After of course, Vizzini, I'd say his most enduring role was on Star Trek Deep Space Nine. He played The Grand Nagus, greedy conniving leader of the greedy, conniving Ferenghi. I've always thought the make up was intended to be an extreme, fun house mirror version of Ronald Reagan. I can enjoy a talented performer despite unsavory politics.

TML said...

Interesting, about not traveling in years. In my head I have always thought you traveled extensively. You seem and sound like a big traveler! Why have you not traveled in years if you don't mind telling us?

Ann Althouse said...

“ I was confused by the article saying his first character part was in "Manhattan" when he played Annie Hall's ex in the earlier film.”

You are misremembering. Diane Keaton was also in Manhattan and it was in that movie where she had a Wallace Shawn character as a former lover. I believe the Woody Allen character refers to him as a homunculus. That is from the very beginning of his film career Shawn was used as someone to be laughed at for his ridiculous looks.

narciso said...

i though that was him, then again I thought jackie mason was the voice of the aardvark, in the old pink panther cartoons

Ted said...

I remember a story in "American Splendor" -- Harvey Pekar's autobiographical comic book, which was immortalized in a 2003 movie -- in which he met Wallace Shawn, and hoped the public intellectual and well-known movie actor could help him get something published. Shawn responded that he actually had no real power to get anything done, and he had enough trouble getting anyone to put on his own plays or publish his essays.

Cruelly Neutral said...

Is there some knowable correlation between the suggestion, "You should do X", and " I haven't done X in years"? Why would we limit our entreaties thusly?

Lazarus said...

The Shawns were talented, but odd ducks. William Shawn was timid and finicky. Allen has a social phobia. His twin, Mary, was autistic and institutionalized. And then there's Wallace.

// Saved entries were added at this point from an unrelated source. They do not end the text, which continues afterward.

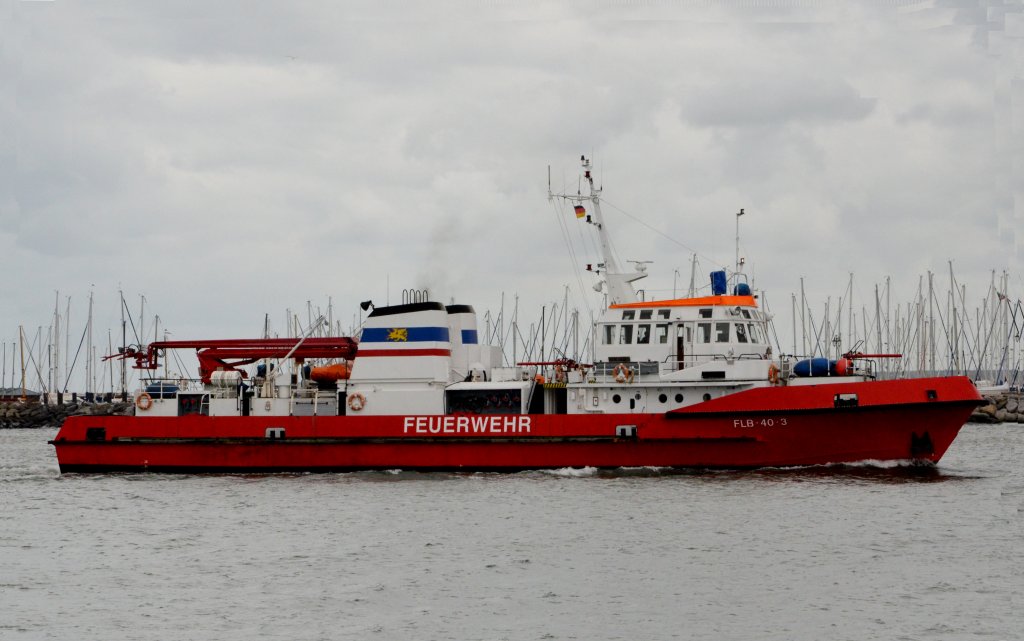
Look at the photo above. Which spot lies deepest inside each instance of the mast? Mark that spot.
(88, 352)
(738, 266)
(619, 285)
(124, 343)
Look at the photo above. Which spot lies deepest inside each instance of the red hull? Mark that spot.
(774, 426)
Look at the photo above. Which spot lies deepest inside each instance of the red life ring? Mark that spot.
(356, 401)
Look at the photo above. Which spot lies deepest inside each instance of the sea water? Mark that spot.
(849, 552)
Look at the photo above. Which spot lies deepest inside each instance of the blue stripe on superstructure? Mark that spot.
(413, 335)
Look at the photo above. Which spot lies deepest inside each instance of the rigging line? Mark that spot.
(138, 341)
(663, 233)
(563, 225)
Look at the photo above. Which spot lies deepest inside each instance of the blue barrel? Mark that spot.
(813, 367)
(719, 284)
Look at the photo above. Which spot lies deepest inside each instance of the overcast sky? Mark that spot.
(230, 160)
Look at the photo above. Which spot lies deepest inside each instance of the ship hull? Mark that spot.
(766, 427)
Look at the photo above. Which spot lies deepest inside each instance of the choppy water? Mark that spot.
(825, 553)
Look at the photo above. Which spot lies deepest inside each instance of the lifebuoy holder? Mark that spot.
(144, 401)
(356, 401)
(622, 373)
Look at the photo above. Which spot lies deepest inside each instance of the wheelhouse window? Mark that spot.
(643, 334)
(704, 332)
(662, 333)
(625, 335)
(721, 332)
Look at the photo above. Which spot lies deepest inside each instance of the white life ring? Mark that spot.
(623, 373)
(356, 401)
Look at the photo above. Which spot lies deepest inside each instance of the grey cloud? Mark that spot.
(775, 102)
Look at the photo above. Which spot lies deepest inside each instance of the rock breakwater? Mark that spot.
(1004, 408)
(25, 415)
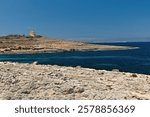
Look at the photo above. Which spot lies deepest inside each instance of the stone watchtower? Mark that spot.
(32, 34)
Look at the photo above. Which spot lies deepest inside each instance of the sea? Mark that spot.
(132, 60)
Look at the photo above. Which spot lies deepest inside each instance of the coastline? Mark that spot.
(23, 45)
(32, 81)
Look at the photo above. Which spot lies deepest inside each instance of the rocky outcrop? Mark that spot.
(19, 44)
(32, 81)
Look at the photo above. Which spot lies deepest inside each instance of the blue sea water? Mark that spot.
(135, 61)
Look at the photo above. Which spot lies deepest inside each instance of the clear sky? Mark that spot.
(90, 20)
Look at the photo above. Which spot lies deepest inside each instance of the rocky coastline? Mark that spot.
(18, 44)
(20, 81)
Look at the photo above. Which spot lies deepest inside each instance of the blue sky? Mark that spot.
(88, 20)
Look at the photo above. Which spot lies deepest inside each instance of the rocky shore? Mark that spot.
(32, 81)
(17, 44)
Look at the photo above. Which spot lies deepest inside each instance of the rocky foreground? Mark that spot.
(31, 81)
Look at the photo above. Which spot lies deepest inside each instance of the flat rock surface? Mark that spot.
(31, 81)
(19, 45)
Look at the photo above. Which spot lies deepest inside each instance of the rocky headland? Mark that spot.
(18, 44)
(32, 81)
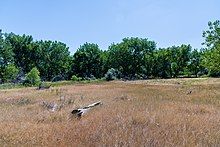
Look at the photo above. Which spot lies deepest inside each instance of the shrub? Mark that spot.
(75, 78)
(33, 77)
(112, 74)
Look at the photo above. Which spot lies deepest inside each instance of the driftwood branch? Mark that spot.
(81, 111)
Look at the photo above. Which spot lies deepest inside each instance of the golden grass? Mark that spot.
(136, 113)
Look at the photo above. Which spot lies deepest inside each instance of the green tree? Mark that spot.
(33, 77)
(53, 60)
(133, 56)
(6, 56)
(88, 61)
(211, 57)
(23, 50)
(10, 73)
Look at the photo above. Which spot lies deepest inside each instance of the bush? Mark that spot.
(33, 77)
(75, 78)
(112, 74)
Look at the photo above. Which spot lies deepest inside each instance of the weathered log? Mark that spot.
(81, 111)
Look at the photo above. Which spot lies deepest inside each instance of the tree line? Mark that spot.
(132, 58)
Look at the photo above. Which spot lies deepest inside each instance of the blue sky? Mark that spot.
(167, 22)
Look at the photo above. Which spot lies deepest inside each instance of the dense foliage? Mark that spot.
(133, 58)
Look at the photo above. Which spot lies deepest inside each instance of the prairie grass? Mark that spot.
(134, 113)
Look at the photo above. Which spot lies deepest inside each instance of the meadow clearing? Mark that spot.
(171, 112)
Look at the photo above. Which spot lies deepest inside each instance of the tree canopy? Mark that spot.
(132, 58)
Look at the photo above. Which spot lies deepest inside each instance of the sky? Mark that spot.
(167, 22)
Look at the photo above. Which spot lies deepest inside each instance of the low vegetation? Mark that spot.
(172, 112)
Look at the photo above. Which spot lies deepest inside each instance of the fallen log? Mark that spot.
(81, 111)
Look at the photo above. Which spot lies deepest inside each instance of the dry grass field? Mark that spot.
(173, 112)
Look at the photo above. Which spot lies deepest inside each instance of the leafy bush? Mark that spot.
(75, 78)
(33, 77)
(112, 74)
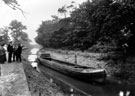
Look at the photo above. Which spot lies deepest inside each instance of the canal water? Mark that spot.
(110, 87)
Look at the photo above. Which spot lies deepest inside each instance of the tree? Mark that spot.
(4, 31)
(14, 5)
(63, 10)
(17, 33)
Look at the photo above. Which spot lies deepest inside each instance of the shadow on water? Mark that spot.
(74, 87)
(109, 87)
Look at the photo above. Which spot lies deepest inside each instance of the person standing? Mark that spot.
(18, 53)
(2, 54)
(10, 52)
(14, 53)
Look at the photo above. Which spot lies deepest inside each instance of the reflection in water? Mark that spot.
(72, 95)
(121, 93)
(34, 64)
(32, 57)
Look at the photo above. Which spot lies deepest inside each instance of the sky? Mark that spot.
(36, 11)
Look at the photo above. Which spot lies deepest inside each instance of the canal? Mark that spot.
(110, 87)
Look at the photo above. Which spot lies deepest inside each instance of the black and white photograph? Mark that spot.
(67, 47)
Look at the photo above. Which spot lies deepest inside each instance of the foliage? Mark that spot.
(4, 35)
(102, 23)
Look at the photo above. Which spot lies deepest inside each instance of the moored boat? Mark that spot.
(77, 71)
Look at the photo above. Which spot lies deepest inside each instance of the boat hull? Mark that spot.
(72, 70)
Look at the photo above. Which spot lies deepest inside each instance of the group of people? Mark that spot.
(14, 53)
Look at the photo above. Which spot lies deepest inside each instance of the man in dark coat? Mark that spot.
(18, 53)
(10, 51)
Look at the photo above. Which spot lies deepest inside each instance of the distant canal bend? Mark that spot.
(109, 88)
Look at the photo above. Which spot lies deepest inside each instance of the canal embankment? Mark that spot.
(108, 61)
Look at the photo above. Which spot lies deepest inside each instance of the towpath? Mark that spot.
(13, 81)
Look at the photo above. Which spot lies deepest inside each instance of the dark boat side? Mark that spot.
(76, 71)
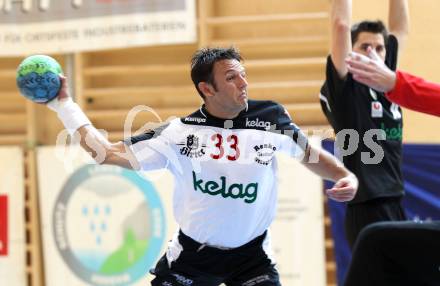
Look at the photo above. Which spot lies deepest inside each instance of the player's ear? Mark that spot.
(206, 88)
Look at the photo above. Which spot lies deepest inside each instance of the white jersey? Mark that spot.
(225, 170)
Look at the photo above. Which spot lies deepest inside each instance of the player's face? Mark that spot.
(230, 92)
(375, 41)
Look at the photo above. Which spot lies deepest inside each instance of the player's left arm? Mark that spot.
(329, 167)
(398, 20)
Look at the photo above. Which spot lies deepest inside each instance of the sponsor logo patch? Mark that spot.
(192, 147)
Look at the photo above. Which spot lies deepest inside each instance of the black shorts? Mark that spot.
(200, 265)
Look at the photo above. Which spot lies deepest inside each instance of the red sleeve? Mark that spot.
(416, 93)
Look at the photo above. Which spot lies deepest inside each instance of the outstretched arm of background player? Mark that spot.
(328, 167)
(91, 140)
(398, 20)
(340, 22)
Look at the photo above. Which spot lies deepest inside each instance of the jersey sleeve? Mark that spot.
(294, 141)
(151, 149)
(416, 93)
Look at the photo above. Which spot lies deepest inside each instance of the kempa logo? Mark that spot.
(235, 191)
(195, 119)
(265, 153)
(257, 123)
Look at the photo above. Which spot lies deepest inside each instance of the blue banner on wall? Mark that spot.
(421, 172)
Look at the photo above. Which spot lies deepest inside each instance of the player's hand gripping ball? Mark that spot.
(38, 78)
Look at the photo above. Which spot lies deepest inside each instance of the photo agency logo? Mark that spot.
(108, 225)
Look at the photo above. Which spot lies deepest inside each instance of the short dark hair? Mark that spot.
(203, 60)
(375, 27)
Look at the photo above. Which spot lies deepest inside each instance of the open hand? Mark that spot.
(344, 189)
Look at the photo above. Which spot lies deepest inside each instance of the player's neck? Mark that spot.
(222, 113)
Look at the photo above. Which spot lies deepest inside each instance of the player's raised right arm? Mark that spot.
(340, 22)
(91, 140)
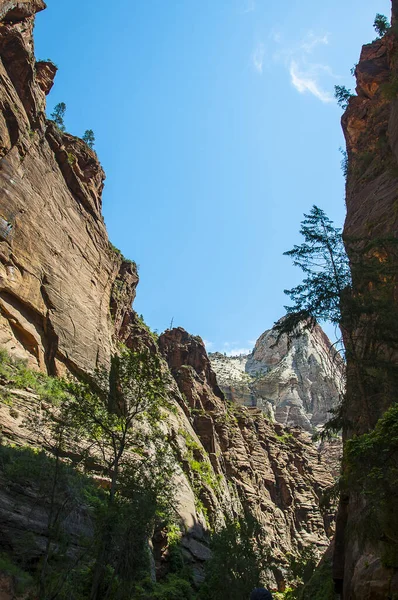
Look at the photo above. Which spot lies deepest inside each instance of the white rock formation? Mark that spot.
(296, 382)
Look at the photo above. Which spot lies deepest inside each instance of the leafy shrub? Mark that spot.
(342, 95)
(381, 25)
(21, 580)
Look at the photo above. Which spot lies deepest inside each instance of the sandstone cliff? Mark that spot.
(65, 302)
(57, 268)
(296, 381)
(370, 126)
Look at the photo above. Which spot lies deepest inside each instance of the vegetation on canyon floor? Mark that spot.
(102, 472)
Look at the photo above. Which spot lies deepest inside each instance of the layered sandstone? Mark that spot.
(296, 381)
(275, 473)
(57, 268)
(66, 301)
(370, 126)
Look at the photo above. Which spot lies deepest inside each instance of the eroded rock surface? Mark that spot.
(66, 301)
(275, 473)
(57, 268)
(296, 382)
(370, 126)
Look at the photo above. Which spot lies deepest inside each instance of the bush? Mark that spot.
(342, 95)
(21, 580)
(381, 25)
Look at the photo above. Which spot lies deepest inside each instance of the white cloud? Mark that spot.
(305, 81)
(311, 41)
(307, 76)
(258, 57)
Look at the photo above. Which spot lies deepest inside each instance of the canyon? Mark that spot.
(66, 298)
(297, 382)
(66, 305)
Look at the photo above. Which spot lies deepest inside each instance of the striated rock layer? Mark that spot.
(65, 302)
(57, 268)
(298, 382)
(370, 126)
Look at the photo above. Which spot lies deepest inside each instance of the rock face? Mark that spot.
(297, 382)
(274, 473)
(370, 125)
(65, 301)
(57, 268)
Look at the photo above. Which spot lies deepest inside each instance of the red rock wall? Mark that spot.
(57, 270)
(370, 125)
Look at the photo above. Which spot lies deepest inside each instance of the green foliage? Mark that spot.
(323, 259)
(121, 417)
(342, 95)
(381, 25)
(89, 138)
(58, 115)
(321, 585)
(119, 254)
(174, 587)
(344, 162)
(199, 471)
(65, 495)
(115, 423)
(238, 563)
(371, 469)
(21, 580)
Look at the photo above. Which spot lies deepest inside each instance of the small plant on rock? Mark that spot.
(381, 25)
(58, 115)
(89, 138)
(342, 95)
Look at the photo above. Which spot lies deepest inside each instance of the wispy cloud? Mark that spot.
(258, 57)
(306, 81)
(306, 75)
(311, 41)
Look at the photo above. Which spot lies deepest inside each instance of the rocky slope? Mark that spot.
(370, 125)
(65, 303)
(297, 382)
(57, 268)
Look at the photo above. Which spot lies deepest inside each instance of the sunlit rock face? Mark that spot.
(297, 381)
(57, 268)
(370, 126)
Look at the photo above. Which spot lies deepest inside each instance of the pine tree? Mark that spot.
(323, 259)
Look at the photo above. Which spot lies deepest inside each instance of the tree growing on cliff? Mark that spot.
(238, 563)
(122, 420)
(342, 95)
(381, 25)
(58, 115)
(324, 262)
(89, 138)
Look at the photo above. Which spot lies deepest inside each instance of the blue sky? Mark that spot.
(216, 125)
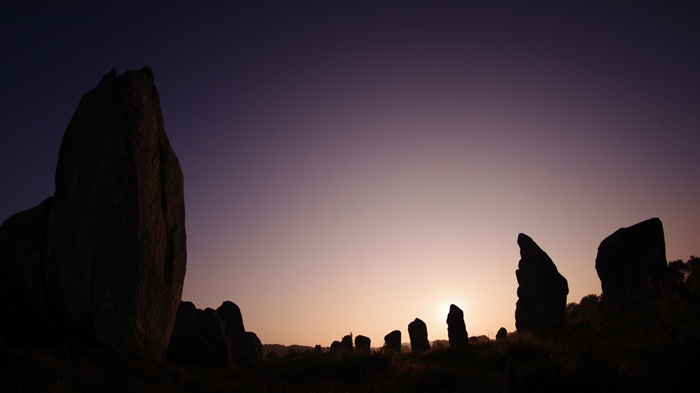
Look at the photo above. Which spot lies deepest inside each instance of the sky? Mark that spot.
(350, 166)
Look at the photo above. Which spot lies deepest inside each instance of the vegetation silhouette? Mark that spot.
(651, 349)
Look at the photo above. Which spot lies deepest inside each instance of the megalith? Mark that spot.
(230, 314)
(631, 264)
(542, 291)
(392, 341)
(456, 328)
(111, 262)
(418, 332)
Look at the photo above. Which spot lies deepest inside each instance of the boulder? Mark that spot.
(418, 332)
(230, 314)
(392, 341)
(456, 329)
(111, 263)
(346, 343)
(363, 343)
(255, 345)
(630, 264)
(542, 291)
(502, 334)
(199, 338)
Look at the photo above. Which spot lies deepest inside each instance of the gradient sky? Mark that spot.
(351, 166)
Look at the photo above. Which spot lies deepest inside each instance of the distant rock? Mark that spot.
(456, 328)
(502, 334)
(346, 343)
(335, 346)
(110, 264)
(363, 344)
(541, 305)
(230, 314)
(418, 332)
(255, 345)
(392, 341)
(630, 264)
(199, 338)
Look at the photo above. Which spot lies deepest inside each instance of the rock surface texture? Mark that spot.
(630, 264)
(418, 332)
(542, 291)
(456, 328)
(104, 259)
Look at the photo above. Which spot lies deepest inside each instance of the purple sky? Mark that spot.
(349, 168)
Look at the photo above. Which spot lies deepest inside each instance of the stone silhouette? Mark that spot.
(392, 341)
(346, 343)
(541, 305)
(363, 343)
(418, 332)
(456, 328)
(230, 314)
(335, 346)
(103, 260)
(630, 264)
(502, 334)
(199, 337)
(255, 345)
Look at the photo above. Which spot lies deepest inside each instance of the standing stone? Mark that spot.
(111, 263)
(335, 346)
(502, 334)
(363, 344)
(26, 315)
(199, 338)
(392, 341)
(346, 343)
(418, 332)
(630, 264)
(255, 345)
(541, 305)
(456, 329)
(230, 314)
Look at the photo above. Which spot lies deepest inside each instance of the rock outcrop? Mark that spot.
(104, 260)
(392, 341)
(456, 328)
(502, 334)
(363, 343)
(230, 314)
(346, 343)
(199, 338)
(542, 291)
(255, 345)
(418, 332)
(630, 264)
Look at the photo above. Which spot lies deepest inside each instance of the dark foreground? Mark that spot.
(632, 354)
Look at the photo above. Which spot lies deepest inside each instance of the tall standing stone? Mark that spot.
(111, 264)
(541, 305)
(418, 332)
(392, 341)
(631, 263)
(456, 328)
(230, 314)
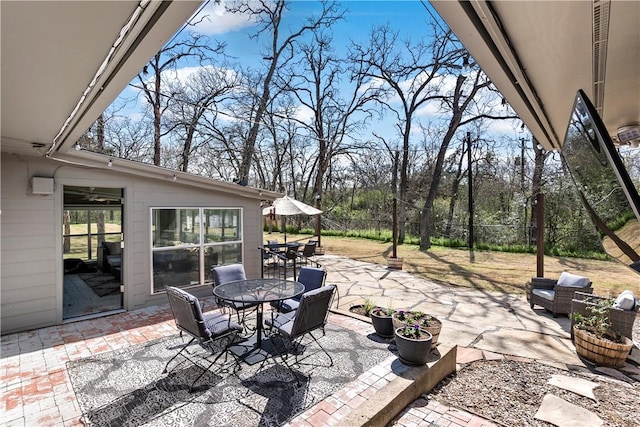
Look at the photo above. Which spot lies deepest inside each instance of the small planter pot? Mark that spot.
(434, 328)
(602, 352)
(413, 351)
(394, 263)
(383, 324)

New Yorker families remind me of the family in the Woody Allen movie where one child is a conservative Republican, but it turns out that he has a brain tumor.

Aggie said...

No relation to Dick Shawn, the comedian, I guess. He was a weird one, but he had a great end: He had a massive coronary on stage in the middle of his act, and dropped dead, right on his face. Whammo ! But because his brand of comedy was so quirky, the audience thought it was part of his act. It took quite a few minutes before somebody finally came on stage and checked him out.

Joanne Jacobs said...

My sister and I saw the first act of "Long Day's Journey Into Night," and walked out at intermission. The acting was fine. It was everyone being crazy, alcoholic and/or dying of TB. Eloquently and at great length.

PigHelmet said...

“The Man-Moth” by Elizabeth Bishop

Man-Moth: Newspaper misprint for “mammoth.”

Here, above,
cracks in the buildings are filled with battered moonlight.
The whole shadow of Man is only as big as his hat.
It lies at his feet like a circle for a doll to stand on,
and he makes an inverted pin, the point magnetized to the moon.
He does not see the moon; he observes only her vast properties,
feeling the queer light on his hands, neither warm nor cold,
of a temperature impossible to record in thermometers.

But when the Man-Moth
pays his rare, although occasional, visits to the surface,
the moon looks rather different to him. He emerges
from an opening under the edge of one of the sidewalks
and nervously begins to scale the faces of the buildings.
He thinks the moon is a small hole at the top of the sky,
proving the sky quite useless for protection.
He trembles, but must investigate as high as he can climb.